Brown used his profits to build a quality racing stable that competed under the name Ed Brown & Co. His keen knowledge of horses and breeding saw him buy unraced horses that would be among some of the best racers during the final decade of the 19th century. In 1893 Brown won the Kentucky Oaks with his filly Monrovia, a feat he would accomplish again in 1900 with Etta. Because he lacked the necessary capital to compete with the millionaires who dominated the sport, Brown used his limited funds to buy horses he believed had great potential, then trained and raced them to the point where their success attracted purchase offers from other wealthy owners. Such was the case of Ben Brush, whom Brown bought in partnership as a weanling and trained into the U.S. Champion 2-year-old of 1895. Sold to the Dwyer Brothers Stable, Ben Brush won the 1896 Kentucky Derby. In a twist of fate, Ulysses - a two-year-old horse Brown was unable to sell - finished last to Ben Brush in the only Derby that Brown ever contested as an owner. Similarly, Brown purchased Plaudit from breeder Dr. J. D. Neet and trained the colt until reselling him to John E. Madden, who then won the 1898 Kentucky Derby.

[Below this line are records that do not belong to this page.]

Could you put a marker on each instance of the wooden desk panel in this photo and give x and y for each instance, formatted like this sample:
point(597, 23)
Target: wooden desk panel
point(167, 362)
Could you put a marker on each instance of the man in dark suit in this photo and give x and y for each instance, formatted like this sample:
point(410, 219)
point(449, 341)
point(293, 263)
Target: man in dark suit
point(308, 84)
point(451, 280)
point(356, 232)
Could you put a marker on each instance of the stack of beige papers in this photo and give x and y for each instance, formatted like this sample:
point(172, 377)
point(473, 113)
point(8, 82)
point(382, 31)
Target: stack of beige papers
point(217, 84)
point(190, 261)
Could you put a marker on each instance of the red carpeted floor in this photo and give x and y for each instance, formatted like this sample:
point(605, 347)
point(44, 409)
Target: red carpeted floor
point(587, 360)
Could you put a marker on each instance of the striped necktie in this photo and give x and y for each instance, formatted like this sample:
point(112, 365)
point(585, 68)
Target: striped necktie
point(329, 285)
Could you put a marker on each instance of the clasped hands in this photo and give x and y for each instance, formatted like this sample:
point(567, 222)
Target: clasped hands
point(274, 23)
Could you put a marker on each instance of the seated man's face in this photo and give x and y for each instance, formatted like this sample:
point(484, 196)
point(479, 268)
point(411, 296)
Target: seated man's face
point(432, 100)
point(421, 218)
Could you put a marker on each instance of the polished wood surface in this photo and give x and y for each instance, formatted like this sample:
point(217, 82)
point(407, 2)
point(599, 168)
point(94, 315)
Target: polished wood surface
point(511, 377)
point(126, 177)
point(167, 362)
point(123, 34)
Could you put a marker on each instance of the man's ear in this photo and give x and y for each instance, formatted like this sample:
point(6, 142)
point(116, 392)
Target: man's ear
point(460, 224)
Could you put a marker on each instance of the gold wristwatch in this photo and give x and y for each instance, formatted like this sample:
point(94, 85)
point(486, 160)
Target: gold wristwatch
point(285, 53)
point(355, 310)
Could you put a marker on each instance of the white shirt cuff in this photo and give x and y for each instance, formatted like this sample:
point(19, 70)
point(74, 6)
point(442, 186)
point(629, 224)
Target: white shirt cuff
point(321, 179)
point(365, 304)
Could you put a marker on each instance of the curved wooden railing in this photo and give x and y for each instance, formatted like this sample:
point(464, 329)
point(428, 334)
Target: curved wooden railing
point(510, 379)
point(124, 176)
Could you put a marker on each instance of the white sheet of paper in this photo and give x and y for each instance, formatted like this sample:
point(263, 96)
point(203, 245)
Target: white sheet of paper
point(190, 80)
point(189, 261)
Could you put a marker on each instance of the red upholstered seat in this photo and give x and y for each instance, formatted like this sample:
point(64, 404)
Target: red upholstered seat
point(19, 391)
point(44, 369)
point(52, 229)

Struggling with rheumatism and tuberculosis, Brown was forced to retire in 1903, reportedly one of the wealthiest African Americans in the state of Kentucky. He died three years later in Louisville.

Years after African Americans had been driven out of the sport, they and Brown's stature in racing was recognized in a May 2, 1942 Daily Racing Form article titled "Colored Folk Play Big Part in Sport: Brown Dick Regarded as Most Famous of All Negro Trainers."

In 1984, Brown's important role in thoroughbred racing was confirmed with his induction into the National Museum of Racing and Hall of Fame, as "a standout jockey and then one of the top trainers of the 19th century".

Brown, Alexander, Swigert, and Asteroid are figures in the 2022 Geraldine Brooks best seller historic novel, Horse, based upon the life of the race horse Lexington.